Yes, that’s a fair critique of Barnes. In 9 of his past 15 seasons as a head coach, his teams were bounced in the opening weekend of the NCAA Tournament, and in every one of those losses, his team was held to less than 70 points in regulation.

Last year wasn’t one of those seasons because Tennessee outmuscled Duke in the Round of 32 to move on to the second weekend. Going back to his days at Texas, it marked the first time in 15 years that Barnes defeated a single-digit seed in the NCAA Tournament. In some ways, that statement win in Orlando was a “get over the hump” moment for the program. In other ways, being held to 55 points on 33% shooting in a loss to 9-seed FAU in the Sweet 16 was a “we’re still staring at that offensive hump” moment for the program.

It’s hard to fathom that Tennessee, with all of its promising teams of the past 15 years, is still searching for its first Final Four berth. Barnes only has 1 such trip to speak of, and it happened 21 years ago at Texas.

I know. That’s well-documented.

Also well-documented is the notion that Knecht is unlike any player that Barnes has had in Knoxville. As great of college players as guys like Admiral Schofield and Grant Williams were, they weren’t pure scorers like Knecht. He’s the guy who can get Tennessee through those games when it lets an inferior team hang around (via @KarthikV_ on Twitter/X).

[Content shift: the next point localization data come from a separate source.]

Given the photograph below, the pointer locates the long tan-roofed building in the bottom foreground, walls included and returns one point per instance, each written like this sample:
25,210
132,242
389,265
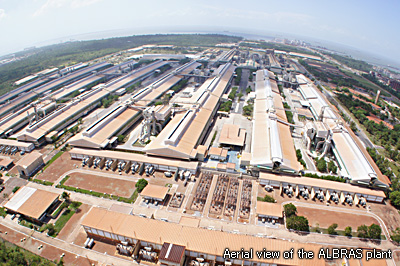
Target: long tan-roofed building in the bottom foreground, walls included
200,245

That’s what he does. He might not be guaranteed to hit the 20-point mark every night — he does average 21 per game — but his ability to take over a game is among the best in college basketball.

It’s not just getting Tennessee out of its inevitable offensive ruts against lesser competition that makes Knecht special. If the Vols are going to make a deep March run, they need him to be that guy against elite foes, which Knecht has been. As of Tuesday, he ranked No. 2 in America with 24.1 points per game against Quad 1 foes (H/T @CBBAnalytics). Note that was before he went off for 39 points with a vintage run to close out a win against Auburn on Wednesday night.

Combine that spurtability with a group that still defends like a typical Barnes team. The Vols went into Tuesday’s game against Auburn ranked No. 2 in America in adjusted defensive efficiency. Last year’s squad finished No. 1 in that department. Each of the Vols’ past 3 teams finished in the top 5 in adjusted defensive efficiency — the previous 5 were not — which fueled those teams earning between a 3-5 seed.

But as Tennessee found out the hard way each of those 3 seasons, March is about having those shot-makers. Knecht might not be at Burrow’s levels of popularity, but a bona fide shot-maker, he is. He changes how teams defend the Vols, much like Burrow did in the Joe Brady-inspired LSU offense. The question is if Knecht changes Tennessee’s March upside.

The day that Tennessee’s 2022-23 run came to an end was also the same day that Knecht entered the transfer portal. I’d like to think that the second Barnes walked off the court at Madison Square Garden, he spent the flight home watching film of scorers from coast to coast and that when he got a look at the Big Sky Conference’s leading scorer, he called him from 30,000 feet and told him to enter his name in the portal by the time they hung up.

(I realize that logistically speaking, that doesn’t make any sense. But the story is even better if it played out that way, so let me have this.)

Four weeks later, Knecht chose Tennessee over staying out West at Oregon. At the time, the buzz was understandably minimal because with all due respect to Northern Colorado, the vast majority of us didn’t know that there was another school referred to as “UNC.” Headlines last April read “Knecht rounds out Vols’ transfer portal class.”

There’s a more flattering potential April headline that could await Knecht. It would be beyond SEC Player of the Year or first-team All-America honors. The headline could even be accompanied by a photo wherein he imitates Burrow’s signature cigar pose.

“Knecht leads Tennessee to first national championship in program history.”